HHSC have not had a stable year of operations since inception, and have been impacted by repeated policy changes that have had little consideration of the unique needs of the child population in Health Homes. Future reforms of the child-serving system, closure of residential facilities, changes to the juvenile justice system, and the upcoming transition of the foster care system to Family First Preservation Act will increase the need for HHSC care coordination.

Children’s Health Home should be excluded from any major changes proposed through the MRT II process that are derived from the adult system. The Children’s Health and Behavioral Health MRT Subcommittee, with subject matter experts on children’s health and behavioral health services, is the only place where decisions about Health Homes Serving Children should be made.
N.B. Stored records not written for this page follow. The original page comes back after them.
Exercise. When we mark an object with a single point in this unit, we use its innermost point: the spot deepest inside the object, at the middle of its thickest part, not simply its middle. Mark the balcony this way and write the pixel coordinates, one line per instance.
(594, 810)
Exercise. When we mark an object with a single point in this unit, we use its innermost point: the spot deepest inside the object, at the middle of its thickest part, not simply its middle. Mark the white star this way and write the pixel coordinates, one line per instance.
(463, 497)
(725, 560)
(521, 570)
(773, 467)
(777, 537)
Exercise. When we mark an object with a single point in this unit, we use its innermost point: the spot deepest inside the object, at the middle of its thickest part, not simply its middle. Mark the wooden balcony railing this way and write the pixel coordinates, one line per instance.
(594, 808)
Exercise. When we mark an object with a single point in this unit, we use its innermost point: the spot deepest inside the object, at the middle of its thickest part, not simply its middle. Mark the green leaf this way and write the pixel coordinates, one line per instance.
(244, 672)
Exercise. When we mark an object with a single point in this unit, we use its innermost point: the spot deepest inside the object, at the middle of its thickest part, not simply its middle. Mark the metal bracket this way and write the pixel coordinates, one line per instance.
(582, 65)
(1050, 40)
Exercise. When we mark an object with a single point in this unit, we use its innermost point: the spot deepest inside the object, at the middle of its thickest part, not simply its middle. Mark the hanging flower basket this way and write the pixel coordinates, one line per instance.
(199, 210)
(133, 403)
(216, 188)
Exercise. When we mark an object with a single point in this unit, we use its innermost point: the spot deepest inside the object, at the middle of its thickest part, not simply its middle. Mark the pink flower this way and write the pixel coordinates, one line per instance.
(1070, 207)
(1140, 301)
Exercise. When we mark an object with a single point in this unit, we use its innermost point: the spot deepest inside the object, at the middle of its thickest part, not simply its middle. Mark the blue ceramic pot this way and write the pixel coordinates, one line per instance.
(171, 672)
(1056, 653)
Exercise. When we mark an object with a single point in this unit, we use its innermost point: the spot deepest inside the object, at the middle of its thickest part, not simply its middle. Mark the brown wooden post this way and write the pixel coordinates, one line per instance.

6. Reconsider the Medicaid Global Cap.

The Global Medicaid Cap puts artificial limits on the ability of the State to meet the changing needs of a growing and diverse population and must be reconsidered. The mechanism for the Medicaid Global Cap is nearly a decade old, and it remains an impediment to meeting the health needs of New Yorkers today and in the future. Early and consistent investments in children’s health and mental health ensure that children grow up to be healthy, thriving adults, and create the best path towards creating long-term cost-savings across health care and human service systems. We need a Medicaid budget that realistically covers what our program needs to provide for the people who rely on it.

While we are concerned about the broad array of services impeded by the global cap, we want to draw particular attention to the impact the Global Medicaid Cap would have on the implementation of Children’s Medicaid Redesign. Interrupting the Children’s MRT Subcommittee’s work will add Medicaid costs, add emergency department involvement, stop the linkages between children in need and access to unavailable and hard-to-find care, interrupt the transition of previously exempt child populations to Medicaid Managed Care, and continue the ongoing pain and suffering of families that cannot get help for their children or lose their children to the alarming trend of rising suicide rates.